劇団に所属する女性達の多くは彼の事を好きだったが、ある劇をきっかけに朔と逢花は距離を詰めた。そして付き合う事になった。他の団員達の何名は嫉妬したが、逢花もまた美しい劇団のエースだったので彼女なら仕方無いと殆どの女性達は諦めた。
そして付き合って半年になる。
「今度。サクちゃんの大学に遊びに行っていい?」
「うん。いいけど?」
「大学のランチ美味しいんでしょ? 行ってみたいな」
逢花は屈託の無い笑みを浮かべた。
†
「やっぱり来て良かった。サクちゃんの大学、お洒落だもん!」
逢花は嬉しそうに言う。
「そう? 普通の大学と同じだと思うけど?」
「私の処はこじんまりとしているんだよね」
ランチコーナーは広く、壁や窓から光が差し込んできた。外は木々が並んでおり学生達が楽しそうに歩いている。
ハムエッグサンドやチーズ、オレンジジュースを二人で頼みながら、ヨーロッパのような昼食を楽しんでいた。
「そう言えば。紅衣さんが新しいメンバーを募っているそうね。特に男手が不足なんだって」
「そっか。見つかりそうかな?」
「ええ。一人、高校で演劇部をやっていた学生から連絡があったそうよ」
「そうなんだ」
「うん。で、それで今度、面接するんだって」
†
街中はもうすぐハロウィンの季節だ。
八月頃からハロウィンのグッズが溢れ返っている。
だがハロウィンをモチーフに劇をするとなると間に合わなくなる。
新しく劇団長となった紅依は悩んでいた。
年長者といっても、まだまだ彼女には経験が足りない。
以前の劇団長不在の時期にも、他にも劇の手配や経験を積んでいるメンバーが多数いたので何とか公演をやっていけた。だが劇団長がメンバーの女性達に手を出した事が発覚してから、次々とそのメンバー達も辞めていってしまった。
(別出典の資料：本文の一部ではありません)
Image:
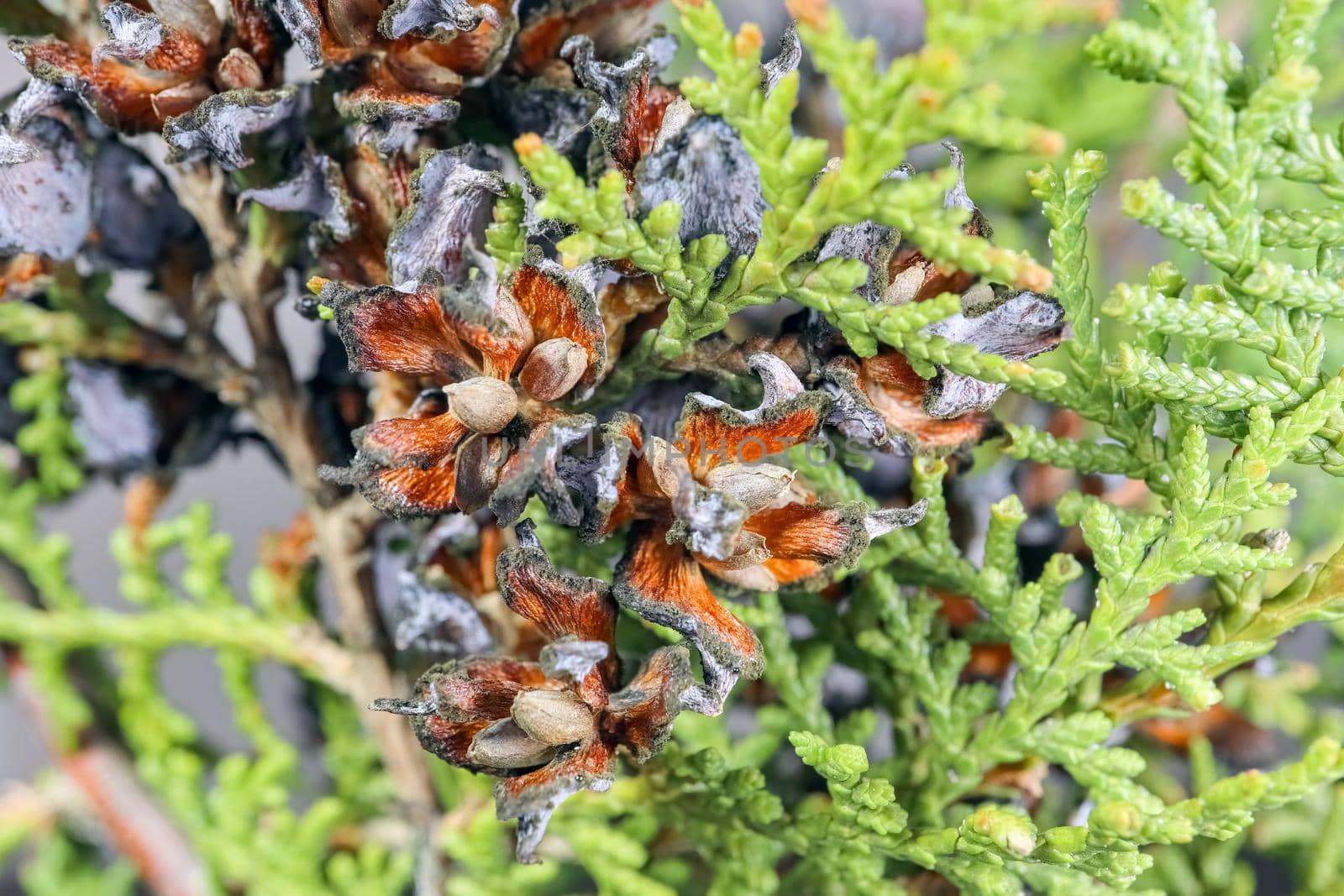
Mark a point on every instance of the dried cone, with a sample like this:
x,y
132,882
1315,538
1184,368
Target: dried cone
x,y
483,403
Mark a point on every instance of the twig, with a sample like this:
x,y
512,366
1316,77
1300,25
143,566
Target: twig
x,y
286,418
124,809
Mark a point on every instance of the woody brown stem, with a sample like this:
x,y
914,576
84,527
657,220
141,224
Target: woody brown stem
x,y
118,801
286,417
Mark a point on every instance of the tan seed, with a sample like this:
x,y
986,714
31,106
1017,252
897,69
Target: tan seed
x,y
503,745
553,369
553,718
483,403
757,485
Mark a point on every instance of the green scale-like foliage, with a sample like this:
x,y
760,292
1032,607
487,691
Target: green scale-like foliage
x,y
1206,385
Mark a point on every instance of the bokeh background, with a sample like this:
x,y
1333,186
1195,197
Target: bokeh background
x,y
1046,78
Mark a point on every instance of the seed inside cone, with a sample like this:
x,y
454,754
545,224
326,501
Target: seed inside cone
x,y
553,369
553,718
503,745
483,403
自分が今、劇団長である以上、しっかりと自分が動いていかないといけない。
悩んだ末に昔ながらのライトノベルの学園物のようなプロットを作る事にした。
そして新しく名付けた劇団の名前に、劇の名前を合わせる形にした。
『白薔薇と白百合の園』。
内容は。
聖美百合学園に男性教師としてやってきた主人公は次々に女子生徒の誘惑を受ける。ライトノベル風の学園もの。
男性教師は次々と生徒達の抱える難題をこなしていき、最後には学園に巣食う悪魔と対峙して、悪魔を退ける。
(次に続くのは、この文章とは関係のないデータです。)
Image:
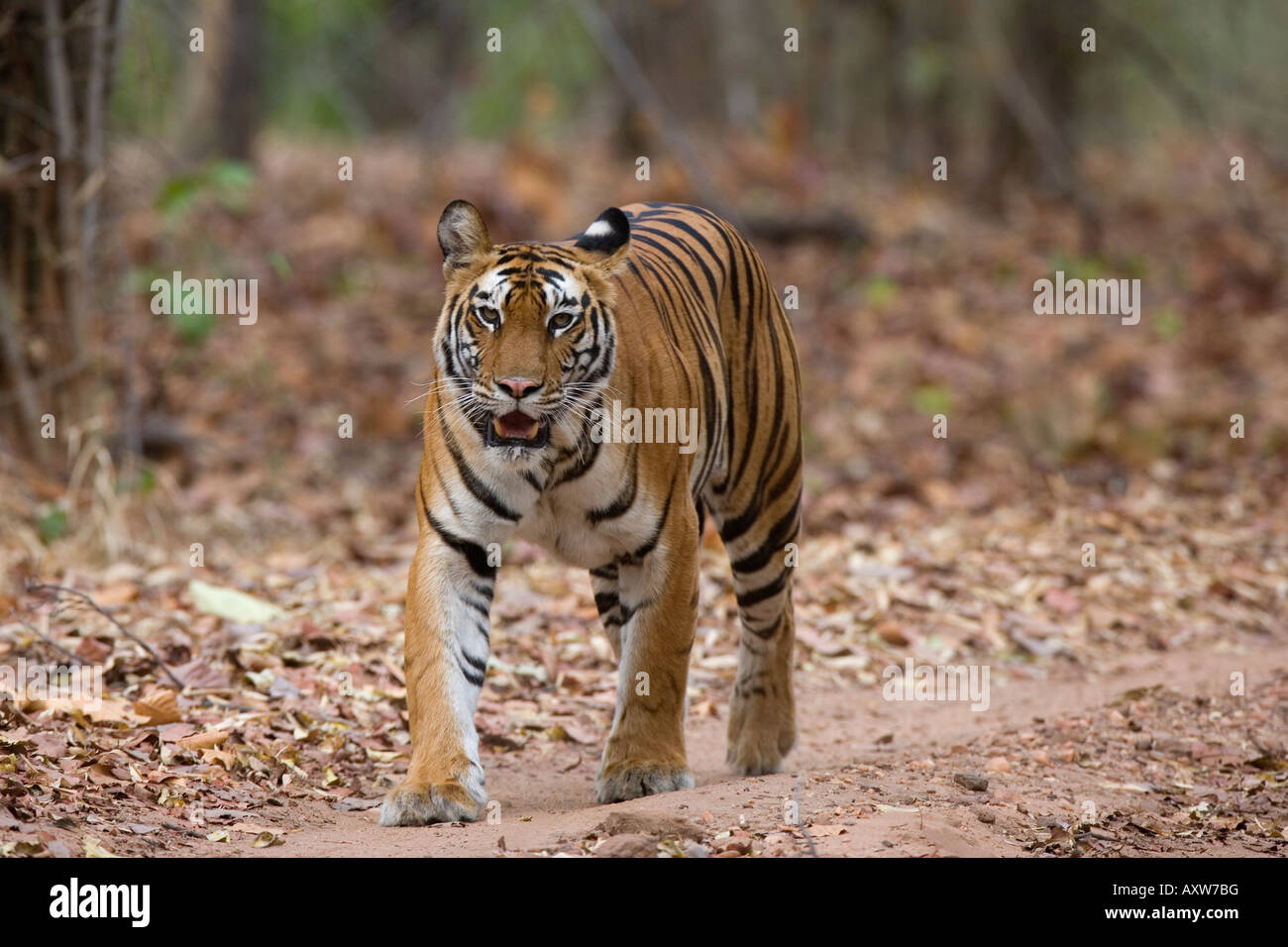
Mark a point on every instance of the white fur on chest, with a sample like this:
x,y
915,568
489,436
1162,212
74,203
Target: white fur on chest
x,y
561,521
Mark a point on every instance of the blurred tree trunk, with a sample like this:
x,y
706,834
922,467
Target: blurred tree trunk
x,y
56,62
240,82
222,84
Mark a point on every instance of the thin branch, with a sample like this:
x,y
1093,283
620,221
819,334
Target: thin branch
x,y
800,822
647,98
58,590
46,638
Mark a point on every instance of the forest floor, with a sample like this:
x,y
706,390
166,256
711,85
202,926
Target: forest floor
x,y
1089,531
1107,731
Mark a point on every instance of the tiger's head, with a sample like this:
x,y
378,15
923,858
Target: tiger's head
x,y
527,337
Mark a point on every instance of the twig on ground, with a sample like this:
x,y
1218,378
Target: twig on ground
x,y
58,590
46,638
800,822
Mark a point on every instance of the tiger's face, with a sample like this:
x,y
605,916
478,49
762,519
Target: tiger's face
x,y
527,337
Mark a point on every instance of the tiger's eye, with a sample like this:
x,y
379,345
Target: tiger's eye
x,y
562,321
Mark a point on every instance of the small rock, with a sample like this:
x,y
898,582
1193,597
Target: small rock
x,y
632,845
975,784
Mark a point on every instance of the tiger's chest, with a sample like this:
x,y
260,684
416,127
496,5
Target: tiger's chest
x,y
606,513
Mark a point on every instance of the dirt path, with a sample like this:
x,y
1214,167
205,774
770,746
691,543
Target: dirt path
x,y
1064,744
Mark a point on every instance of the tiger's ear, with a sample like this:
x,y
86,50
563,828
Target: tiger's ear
x,y
462,235
606,241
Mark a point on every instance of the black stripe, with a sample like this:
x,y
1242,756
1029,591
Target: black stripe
x,y
473,552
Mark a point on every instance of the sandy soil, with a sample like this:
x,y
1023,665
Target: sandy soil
x,y
1142,744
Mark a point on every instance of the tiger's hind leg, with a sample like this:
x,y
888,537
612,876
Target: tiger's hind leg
x,y
761,547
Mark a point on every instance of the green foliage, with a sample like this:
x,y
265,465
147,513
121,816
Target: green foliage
x,y
230,183
880,291
932,399
52,525
1168,325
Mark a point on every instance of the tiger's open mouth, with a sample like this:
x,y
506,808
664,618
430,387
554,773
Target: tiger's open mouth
x,y
516,429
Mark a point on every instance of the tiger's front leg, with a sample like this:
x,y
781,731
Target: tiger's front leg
x,y
449,596
658,596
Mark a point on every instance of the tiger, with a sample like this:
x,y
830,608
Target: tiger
x,y
653,305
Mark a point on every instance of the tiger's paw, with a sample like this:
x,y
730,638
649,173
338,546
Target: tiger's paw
x,y
759,737
623,780
425,802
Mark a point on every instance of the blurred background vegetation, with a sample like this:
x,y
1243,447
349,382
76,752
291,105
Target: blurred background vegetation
x,y
915,295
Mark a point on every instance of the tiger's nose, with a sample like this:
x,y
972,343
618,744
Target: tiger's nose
x,y
518,386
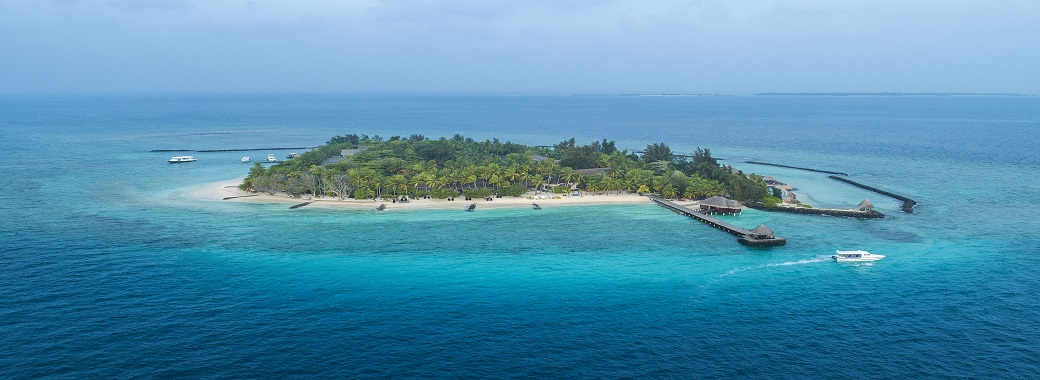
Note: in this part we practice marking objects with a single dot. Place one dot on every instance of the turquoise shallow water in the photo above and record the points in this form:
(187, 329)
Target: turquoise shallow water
(108, 270)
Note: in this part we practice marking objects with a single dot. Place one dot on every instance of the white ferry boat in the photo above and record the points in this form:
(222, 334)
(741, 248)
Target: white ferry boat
(179, 159)
(855, 256)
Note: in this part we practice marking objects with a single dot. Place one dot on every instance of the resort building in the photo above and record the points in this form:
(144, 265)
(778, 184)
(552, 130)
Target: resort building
(720, 205)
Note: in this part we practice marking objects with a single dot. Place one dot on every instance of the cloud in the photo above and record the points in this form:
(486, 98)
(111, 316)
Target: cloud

そんな分かりやすく、オーソドックスな話にする事に決めた。
問題は配役だ。
今の劇団には、男団員が二人しかいない。
元劇団長の犯した事件が性暴力事件だった為に、元々、少なかった男性団員達が居心地が悪くなって率先して辞めていってしまった。噂では元劇団長の犯罪に加担していた者もいたとも言われている。……逆に噂は全くのデタラメで、そういった濡れ衣を着せられるのが嫌だったからこそ、男性団員の殆どが辞めてしまったとも言われている。
今、男団員は朔と黄屋(きや)の二人しかいない。
今回は、黄屋に男性教師の役をやらせるとして、後々の事を考えると、男メンバーを増やしておかなければならない。
「男団員を募らないとなあ…………」
紅依は悩んだ挙句、ネットのSNSで団員を募る事にした。
そして一週間程してから、一通の連絡があった。
高校で演劇部をしており、今は大学一年生をしている。
もし良ければ劇団に入りたい、との事だった。
プロフィール写真を見た処、端正な顔の少年だった。
名前は藍斗(あいと)と言った。
これなら、今回の劇で女装でもさせて出演させられる。演劇の能力が足りなければ、今回は裏方に回せばいい。紅依は面接を待たずに彼を採用する事に決めていた。
†
「宜しくお願いします!」
藍斗はプロフィールの印象通りの好青年だった。
大学のサークルに演劇部が無かったので、此処に応募してきたらしい。
彼は少し恥ずかしそうに頭を下げる。周りの女性陣達は熱心に彼を見ていた。
「じゃあ。さっそく稽古してみよっか。それから他にも色々、教えないとね」
紅依は言う。
稽古前に藍斗は劇団の楽屋を一通り見せられる。衣装部屋、メイク部屋。更衣室。他、一通り、見せる。
「じゃあ。少し稽古の練習しよっか」
紅依は言う。
「はいっ!」
藍斗は嬉しそうに言う。
「じゃあ。ちょっと台本読んでみてっ!」
「“君は妖精の国からやってきたんだね? 僕は妖精と人間のハーフさ。その世界は闇に包まれて光が差し込まない。そして光、小さな太陽をその身に宿した僕が君の世界に行けば、闇の世界に光を灯す事が出来る。ああ、そうだ。その世界にこの僕を連れていってくれよ”」
藍斗は流暢にどもる事なく台本に書かれているセリフを読んでみせる。まるで変声期前のようなボーイ・ソプラノの声を聞いて部屋中の女子達は歓声を上げた。
†
『白薔薇と白百合の園』は主人公である男性教師以外は、女の登場人物しかいない為に、必然的に朔と藍斗は女装をさせられた。最初は学園の制服である、白薔薇と白百合紋様があしらわれたセーラー服を着せられた。綺麗にメイクを施され、ウィッグを付けた二人は本物の女の子と見紛う程だった。朔は美しく、手慣れた女装。藍斗は初々しい女装といった感じで藍斗は少し恥ずかし気な顔をしていた。
次に二人は役の人物の私服となっているロリィタ・ファッションを着せられる事になる。朔はまるで純白の天使のようなロリィタ。藍斗は小悪魔のような紫色のナポレオン・ジャケットのロリィタ。ウィッグを付けた二人の髪には、それぞれ朔は可愛らしいカチューシャのリボン。藍斗は紫色のベレー帽が乗っていた。
藍斗は少し小悪魔的な雰囲気の女装を鏡で見ながら、紅依に言う。
「そういえば。物語の最後に出てくる悪魔の役は、まだ誰か決めていないんですよね」
「そうね。誰にしようかしら。私がやろうかな、って思っているんだけど……」
「それ、僕にやらせてくださいっ! 何だか遣り甲斐がありそうですっ!」
藍斗は熱心に言った。
藍斗が演じる役の人物に、セリフと登場シーンが少ない事に気付いたからだろう。それでは彼は納得していなかったみたいだった。
「そう。じゃあ、一人二役でやってみてっ! 悪魔の台本も渡すからっ!」
紅依は藍斗に悪魔役の台本も渡した。